While Oracle’s stunning emergence as a cloud-infrastructure player might well be due to a range of complex factors, it might also be the result of this uncomplicated dynamic cited by CEO Safra Catz: “More and more of our customers want to bring their Oracle databases to the Oracle Cloud.”
On my Cloud Wars Top 10 rankings, Oracle’s been #6 for some time now because while its Fusion apps business has consistently grown at 25%-30%, its heavily touted Autonomous Database has only recently begun to generate meaningful revenue.
And its infrastructure business? As I noted Monday in my initial analysis of Oracle’s fiscal-Q1 earnings, The Audacious Larry Ellison Flips Oracle Cloud Strategy Upside-Down, until early this year Oracle’s IaaS performance was languishing somewhere between bupkis and squadoosh.
But my oh my has that situation changed with the advent of Oracle’s OCI (Oracle Cloud Infrastructure) Gen2—and it’s changed not only rapidly but profoundly. Three big reasons behind that:
- externally, per the observation above from Catz, more and more of Oracle’s huge global customers are becoming not just willing but eager to move their database workloads to the Oracle Cloud;
- internally, as chairman Larry Ellison said on the earnings call, “So the OCI team did a spectacular job of building a second generation, learning from what Microsoft did, what Google did, what Amazon did and then building the next generation”; and
- architecturally, Oracle has designed its massive and wide-ranging fleet of cloud services to deliver optimal performance and value when deployed together. Ellison and Catz are banking on an Oracle on Oracle world.
On Oracle’s Sept. 10 earnings call, Catz emphasized the impact and breadth of that high-attach dynamic, and said that trend will mean that sales of all Oracle Cloud products will rise—with OCI at the center.
Here’s how Catz replied when asked by an analyst to describe why she feels so confident about the growth prospects for Oracle’s cloud business.
“The things that are going very well and are growing and getting larger and larger is everything that’s associated with the cloud, and that has implications for license revenue because database options grew not only double digits but actually 20-something percent,” Catz said.
After noting that Oracle Analytics and Exadata are also growing rapidly, Catz went into some detail about the two primary drivers for Oracle’s cloud growth: Fusion apps and OCI.
“Our SaaS business is large and growing quickly, and now OCI and our cloud database products and services are growing and they’re getting larger and larger,” Catz said.
And because “[customer] commitment to our database is incredibly strong,” businesses are now ready to move more aggressively than ever before into the cloud: “More and more of our customers want to bring their Oracle databases to the Oracle Cloud.”
A few moments later in response to a question about OCI momentum, Catz outlined the high-attach-rate trend that’s unfolding.
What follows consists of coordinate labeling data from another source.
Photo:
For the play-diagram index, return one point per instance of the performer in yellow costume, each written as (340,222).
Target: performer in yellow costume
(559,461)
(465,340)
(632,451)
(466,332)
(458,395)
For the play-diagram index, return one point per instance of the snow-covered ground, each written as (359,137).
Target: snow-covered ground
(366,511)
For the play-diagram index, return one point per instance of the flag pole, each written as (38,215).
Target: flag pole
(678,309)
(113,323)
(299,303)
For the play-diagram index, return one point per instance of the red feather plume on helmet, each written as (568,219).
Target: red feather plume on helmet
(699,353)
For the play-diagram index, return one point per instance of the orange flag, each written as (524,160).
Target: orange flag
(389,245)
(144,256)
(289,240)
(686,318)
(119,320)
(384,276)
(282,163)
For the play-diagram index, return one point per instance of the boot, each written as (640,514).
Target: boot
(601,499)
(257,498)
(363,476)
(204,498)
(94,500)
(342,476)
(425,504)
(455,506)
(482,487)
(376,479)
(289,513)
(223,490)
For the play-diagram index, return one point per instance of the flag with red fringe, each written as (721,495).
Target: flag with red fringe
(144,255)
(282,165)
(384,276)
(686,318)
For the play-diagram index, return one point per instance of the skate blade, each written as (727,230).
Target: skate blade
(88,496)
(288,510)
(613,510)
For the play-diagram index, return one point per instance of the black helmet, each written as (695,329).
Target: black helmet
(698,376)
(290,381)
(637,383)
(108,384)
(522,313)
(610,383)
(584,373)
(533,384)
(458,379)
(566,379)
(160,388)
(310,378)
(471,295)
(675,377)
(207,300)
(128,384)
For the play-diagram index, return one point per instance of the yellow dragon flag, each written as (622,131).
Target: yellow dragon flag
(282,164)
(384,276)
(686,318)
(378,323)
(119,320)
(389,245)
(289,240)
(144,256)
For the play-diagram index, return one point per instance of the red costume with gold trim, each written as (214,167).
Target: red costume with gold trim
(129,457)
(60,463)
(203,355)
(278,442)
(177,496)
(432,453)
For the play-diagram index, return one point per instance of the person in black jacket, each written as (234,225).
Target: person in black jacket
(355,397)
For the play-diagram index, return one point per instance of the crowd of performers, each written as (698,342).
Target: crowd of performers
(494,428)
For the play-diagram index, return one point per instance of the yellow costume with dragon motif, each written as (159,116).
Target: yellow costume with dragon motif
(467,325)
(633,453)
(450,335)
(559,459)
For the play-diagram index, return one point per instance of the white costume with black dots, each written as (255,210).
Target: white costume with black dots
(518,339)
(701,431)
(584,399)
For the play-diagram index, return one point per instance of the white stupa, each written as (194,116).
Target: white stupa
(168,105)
“First of all, you have to understand that our Fusion customers are also on OCI, which means that all of the applications that they want to build themselves, and all the custom things they have on their Oracle Database, they’re going to be putting them on OCI also.
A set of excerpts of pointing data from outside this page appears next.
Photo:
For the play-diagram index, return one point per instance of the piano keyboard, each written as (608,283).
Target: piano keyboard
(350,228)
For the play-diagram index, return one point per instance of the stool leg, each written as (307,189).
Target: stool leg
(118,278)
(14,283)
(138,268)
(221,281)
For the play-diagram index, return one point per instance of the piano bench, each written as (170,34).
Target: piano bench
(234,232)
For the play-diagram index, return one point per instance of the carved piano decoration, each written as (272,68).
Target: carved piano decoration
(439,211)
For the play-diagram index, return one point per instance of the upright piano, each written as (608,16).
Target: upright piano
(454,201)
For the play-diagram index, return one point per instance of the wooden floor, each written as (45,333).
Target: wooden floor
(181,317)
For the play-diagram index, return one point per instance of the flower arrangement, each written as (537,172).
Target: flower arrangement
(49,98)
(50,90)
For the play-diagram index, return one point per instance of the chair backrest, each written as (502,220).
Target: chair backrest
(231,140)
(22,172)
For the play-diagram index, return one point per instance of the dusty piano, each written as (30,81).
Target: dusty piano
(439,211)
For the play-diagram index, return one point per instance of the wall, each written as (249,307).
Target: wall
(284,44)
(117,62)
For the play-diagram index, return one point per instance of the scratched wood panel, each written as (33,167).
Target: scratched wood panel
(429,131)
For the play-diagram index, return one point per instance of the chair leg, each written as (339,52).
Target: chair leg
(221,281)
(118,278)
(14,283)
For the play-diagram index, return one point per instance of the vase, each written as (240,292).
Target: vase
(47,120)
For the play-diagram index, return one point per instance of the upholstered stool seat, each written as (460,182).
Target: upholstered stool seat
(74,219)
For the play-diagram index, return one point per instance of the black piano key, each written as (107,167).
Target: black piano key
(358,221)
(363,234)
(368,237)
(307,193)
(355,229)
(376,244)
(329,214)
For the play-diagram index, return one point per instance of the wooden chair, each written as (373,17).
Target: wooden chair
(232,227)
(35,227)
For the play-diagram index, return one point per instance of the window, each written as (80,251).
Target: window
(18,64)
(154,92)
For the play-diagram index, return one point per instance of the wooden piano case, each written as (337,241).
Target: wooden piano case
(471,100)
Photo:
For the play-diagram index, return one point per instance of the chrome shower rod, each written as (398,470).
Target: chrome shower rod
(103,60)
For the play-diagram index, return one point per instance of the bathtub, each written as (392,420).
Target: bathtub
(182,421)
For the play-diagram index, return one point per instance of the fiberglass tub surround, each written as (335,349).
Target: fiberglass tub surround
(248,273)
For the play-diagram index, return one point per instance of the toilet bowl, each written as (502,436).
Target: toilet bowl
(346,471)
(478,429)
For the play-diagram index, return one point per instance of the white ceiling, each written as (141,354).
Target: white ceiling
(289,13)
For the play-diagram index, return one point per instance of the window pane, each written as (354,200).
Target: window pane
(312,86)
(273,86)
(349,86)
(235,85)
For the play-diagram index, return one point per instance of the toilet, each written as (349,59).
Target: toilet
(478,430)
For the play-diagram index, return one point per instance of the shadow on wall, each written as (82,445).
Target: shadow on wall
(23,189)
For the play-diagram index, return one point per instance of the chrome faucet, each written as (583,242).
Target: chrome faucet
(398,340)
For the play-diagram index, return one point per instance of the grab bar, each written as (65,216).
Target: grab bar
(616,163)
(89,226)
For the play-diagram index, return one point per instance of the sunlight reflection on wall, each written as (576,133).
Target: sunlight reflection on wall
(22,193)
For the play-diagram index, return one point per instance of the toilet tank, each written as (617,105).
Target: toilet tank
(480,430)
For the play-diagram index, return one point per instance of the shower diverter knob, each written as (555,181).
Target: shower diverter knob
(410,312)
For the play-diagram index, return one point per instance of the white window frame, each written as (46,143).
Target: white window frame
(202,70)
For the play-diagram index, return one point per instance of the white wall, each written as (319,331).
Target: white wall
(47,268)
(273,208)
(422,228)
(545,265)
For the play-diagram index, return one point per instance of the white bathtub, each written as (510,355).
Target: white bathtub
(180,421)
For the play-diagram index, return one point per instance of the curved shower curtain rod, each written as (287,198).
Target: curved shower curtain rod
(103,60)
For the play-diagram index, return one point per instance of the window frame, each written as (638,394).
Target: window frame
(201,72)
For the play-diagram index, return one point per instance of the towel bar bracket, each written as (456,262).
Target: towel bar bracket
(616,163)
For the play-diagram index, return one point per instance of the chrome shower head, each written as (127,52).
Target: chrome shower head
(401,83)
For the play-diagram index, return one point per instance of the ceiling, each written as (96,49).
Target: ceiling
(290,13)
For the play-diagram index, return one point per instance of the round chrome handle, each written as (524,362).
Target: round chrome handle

“We are now realizing that many of our database customers stayed on-premise and waited for us to have OCI Gen2 because they know it’s powerful enough, secure enough and scalable enough for their crown jewels,” Catz said.
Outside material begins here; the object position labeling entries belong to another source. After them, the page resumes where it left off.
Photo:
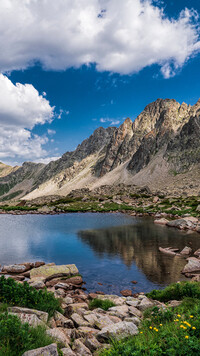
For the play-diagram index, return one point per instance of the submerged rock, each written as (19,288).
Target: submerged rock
(193,265)
(50,272)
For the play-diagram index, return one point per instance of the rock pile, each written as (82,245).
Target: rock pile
(79,330)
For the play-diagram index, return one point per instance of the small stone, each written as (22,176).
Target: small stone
(59,335)
(92,343)
(118,331)
(50,350)
(126,293)
(67,351)
(193,265)
(80,349)
(134,311)
(62,321)
(78,320)
(186,251)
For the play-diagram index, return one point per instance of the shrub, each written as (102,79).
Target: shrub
(23,295)
(103,304)
(176,291)
(16,338)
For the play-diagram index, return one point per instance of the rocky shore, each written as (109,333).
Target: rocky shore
(82,329)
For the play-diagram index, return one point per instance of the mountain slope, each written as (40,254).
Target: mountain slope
(162,142)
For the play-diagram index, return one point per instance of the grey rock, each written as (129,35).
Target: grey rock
(50,350)
(80,349)
(43,316)
(118,331)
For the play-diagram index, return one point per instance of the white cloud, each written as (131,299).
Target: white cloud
(51,132)
(111,121)
(21,109)
(125,37)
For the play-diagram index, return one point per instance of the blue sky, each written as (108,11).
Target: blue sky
(84,95)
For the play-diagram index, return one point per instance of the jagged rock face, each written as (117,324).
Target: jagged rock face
(28,172)
(164,128)
(118,149)
(164,118)
(184,150)
(97,141)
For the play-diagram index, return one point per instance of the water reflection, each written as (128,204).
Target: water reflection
(139,244)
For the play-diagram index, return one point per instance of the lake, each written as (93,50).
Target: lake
(111,249)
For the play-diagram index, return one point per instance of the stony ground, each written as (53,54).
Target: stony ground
(81,330)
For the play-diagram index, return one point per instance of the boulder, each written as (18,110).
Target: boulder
(31,319)
(84,331)
(145,304)
(118,331)
(80,349)
(119,311)
(37,282)
(50,350)
(193,265)
(126,292)
(15,268)
(43,316)
(178,223)
(78,320)
(113,298)
(92,343)
(59,335)
(102,321)
(186,251)
(67,351)
(50,272)
(62,321)
(197,253)
(134,311)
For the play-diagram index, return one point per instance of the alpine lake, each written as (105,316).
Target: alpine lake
(111,250)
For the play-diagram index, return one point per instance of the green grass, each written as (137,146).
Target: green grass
(99,303)
(165,331)
(23,295)
(18,208)
(16,338)
(176,291)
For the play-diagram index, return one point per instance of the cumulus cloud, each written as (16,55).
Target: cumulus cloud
(21,108)
(110,121)
(119,36)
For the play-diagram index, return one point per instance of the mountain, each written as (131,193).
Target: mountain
(161,149)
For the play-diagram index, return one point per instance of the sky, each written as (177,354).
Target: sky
(70,66)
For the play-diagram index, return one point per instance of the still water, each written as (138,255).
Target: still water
(112,249)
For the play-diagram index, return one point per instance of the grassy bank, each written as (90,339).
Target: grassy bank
(138,203)
(15,337)
(166,331)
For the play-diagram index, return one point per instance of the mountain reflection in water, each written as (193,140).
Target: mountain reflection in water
(139,244)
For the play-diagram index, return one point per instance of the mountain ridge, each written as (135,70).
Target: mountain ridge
(163,141)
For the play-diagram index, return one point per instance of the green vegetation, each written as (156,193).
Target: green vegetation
(16,338)
(99,303)
(18,208)
(23,295)
(176,291)
(166,331)
(12,195)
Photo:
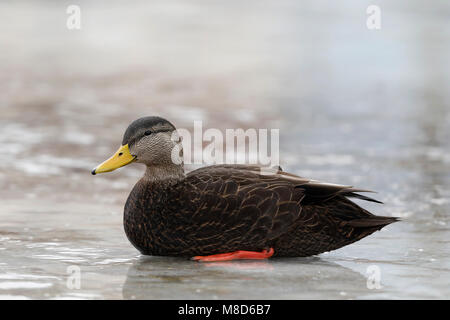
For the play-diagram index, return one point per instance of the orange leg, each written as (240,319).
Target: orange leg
(236,255)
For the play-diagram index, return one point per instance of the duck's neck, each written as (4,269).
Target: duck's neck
(164,173)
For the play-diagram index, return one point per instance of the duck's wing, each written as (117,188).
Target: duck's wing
(224,209)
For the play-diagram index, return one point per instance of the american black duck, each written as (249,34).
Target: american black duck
(226,212)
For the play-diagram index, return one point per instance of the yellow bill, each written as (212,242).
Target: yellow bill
(121,158)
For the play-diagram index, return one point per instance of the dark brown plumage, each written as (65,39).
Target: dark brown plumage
(225,208)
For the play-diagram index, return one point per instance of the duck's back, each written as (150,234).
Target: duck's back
(226,208)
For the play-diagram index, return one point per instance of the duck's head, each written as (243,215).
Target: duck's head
(148,140)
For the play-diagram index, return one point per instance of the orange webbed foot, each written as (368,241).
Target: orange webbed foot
(236,255)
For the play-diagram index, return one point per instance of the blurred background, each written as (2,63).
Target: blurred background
(354,106)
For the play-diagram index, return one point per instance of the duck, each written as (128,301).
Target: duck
(226,212)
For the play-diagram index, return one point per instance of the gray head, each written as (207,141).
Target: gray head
(148,140)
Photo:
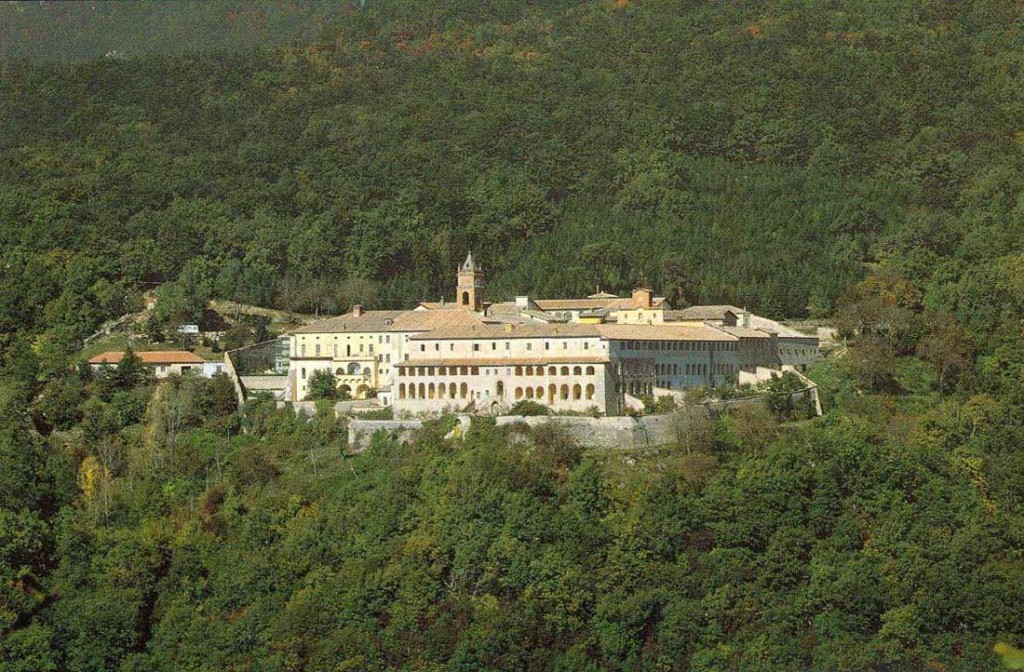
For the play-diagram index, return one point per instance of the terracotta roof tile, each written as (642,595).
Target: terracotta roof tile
(524,330)
(667,332)
(152,357)
(538,360)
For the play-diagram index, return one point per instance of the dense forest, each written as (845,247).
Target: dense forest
(851,160)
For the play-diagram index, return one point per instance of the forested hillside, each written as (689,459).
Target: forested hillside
(853,160)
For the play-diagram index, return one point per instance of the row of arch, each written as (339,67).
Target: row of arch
(556,393)
(431,390)
(553,371)
(475,371)
(636,388)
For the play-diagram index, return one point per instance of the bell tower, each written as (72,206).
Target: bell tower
(469,293)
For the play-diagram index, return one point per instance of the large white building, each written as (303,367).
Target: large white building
(571,354)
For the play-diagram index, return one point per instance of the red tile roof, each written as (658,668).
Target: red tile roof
(153,357)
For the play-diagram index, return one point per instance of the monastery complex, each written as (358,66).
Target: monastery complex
(589,354)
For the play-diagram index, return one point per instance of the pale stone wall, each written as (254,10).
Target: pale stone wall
(360,432)
(695,364)
(494,389)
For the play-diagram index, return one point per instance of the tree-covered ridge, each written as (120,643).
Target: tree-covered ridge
(752,154)
(45,30)
(864,541)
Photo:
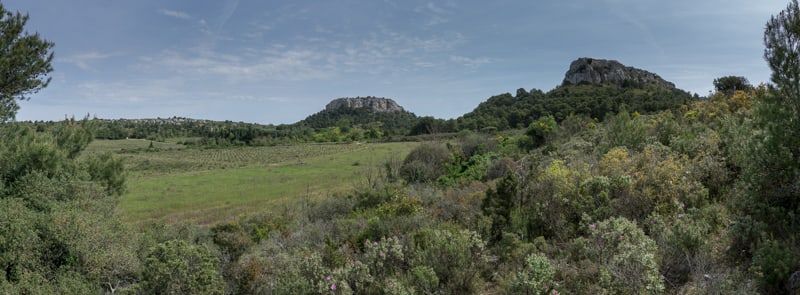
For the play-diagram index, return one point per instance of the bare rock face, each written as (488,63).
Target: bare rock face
(599,71)
(378,104)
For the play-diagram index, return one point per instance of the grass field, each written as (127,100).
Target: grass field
(209,186)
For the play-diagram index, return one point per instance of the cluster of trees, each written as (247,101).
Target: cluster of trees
(702,198)
(506,111)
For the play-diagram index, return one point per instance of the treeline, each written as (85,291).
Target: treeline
(506,111)
(500,112)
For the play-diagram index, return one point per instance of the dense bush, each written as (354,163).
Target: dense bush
(425,163)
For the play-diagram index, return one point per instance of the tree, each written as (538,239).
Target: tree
(782,41)
(176,267)
(24,62)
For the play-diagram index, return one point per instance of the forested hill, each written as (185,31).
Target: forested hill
(591,87)
(371,114)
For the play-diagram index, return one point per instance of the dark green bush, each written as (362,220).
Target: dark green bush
(425,163)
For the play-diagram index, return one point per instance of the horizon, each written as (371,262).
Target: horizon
(278,62)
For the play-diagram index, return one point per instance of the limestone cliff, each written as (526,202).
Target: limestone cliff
(599,71)
(377,104)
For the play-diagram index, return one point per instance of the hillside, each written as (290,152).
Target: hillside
(591,87)
(368,113)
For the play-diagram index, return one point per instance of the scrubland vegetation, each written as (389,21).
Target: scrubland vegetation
(696,197)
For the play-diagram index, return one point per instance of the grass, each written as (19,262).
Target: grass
(210,186)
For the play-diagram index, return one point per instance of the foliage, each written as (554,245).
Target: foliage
(506,111)
(498,205)
(425,163)
(731,84)
(176,267)
(24,62)
(625,256)
(535,278)
(456,256)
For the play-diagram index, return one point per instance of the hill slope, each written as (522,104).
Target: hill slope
(591,87)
“And they’ve literally waited for us. And I know this because I have a kind of visibility into the future because often they want to do what we call BYOL—bring your own license—but to do that they often need options. So I can see their intentions when they’re buying those options to bring those database workloads to the cloud,” Catz said.
The trend is cutting across all of the high-transaction and data-intensive industries Oracle has traditionally served, including financial services and communications.
“All of the industries with very important high-performance applications that run on Oracle have been waiting to put those mission-critical workloads on OCI. Some of them are putting it into our public cloud, but many of them—actually many more than I would have expected—are doing Cloud @Customer,” said Catz, referring to Oracle’s newly announced and unprecedented private cloud that lives inside the customer’s firewall but is managed by Oracle.
“This second generation of [email protected], now with Autonomous Database, is just so powerful for our customers. We’re talking about app customers, database customers, custom applications, plus some workloads that otherwise just run at some of the competing cloud services,” Catz said.
“And since you pay by the minute, the day, the hour, it’s much, much cheaper.
So, we compete at every level of the stack, and it’s really very, very, very broad-based for us.”
Toward the end of the call, an analyst asked Catz if she could explain why Q1 numbers for licenses—in some ways, Oracle’s traditional business before the cloud—were also strong in light of the customer migration to the cloud.
“In fact, it’s driven by customers’ plans to move to the cloud. And that is very, very clear because they’re buying the specific options and, as I said earlier, the options number had very high growth this quarter because it’s really in preparation for their move to the cloud,” Catz said.
“Analytics is very strong and the database option is extremely strong, very much pointing in the direction of customers moving to the cloud. So that’s really what’s driving it.”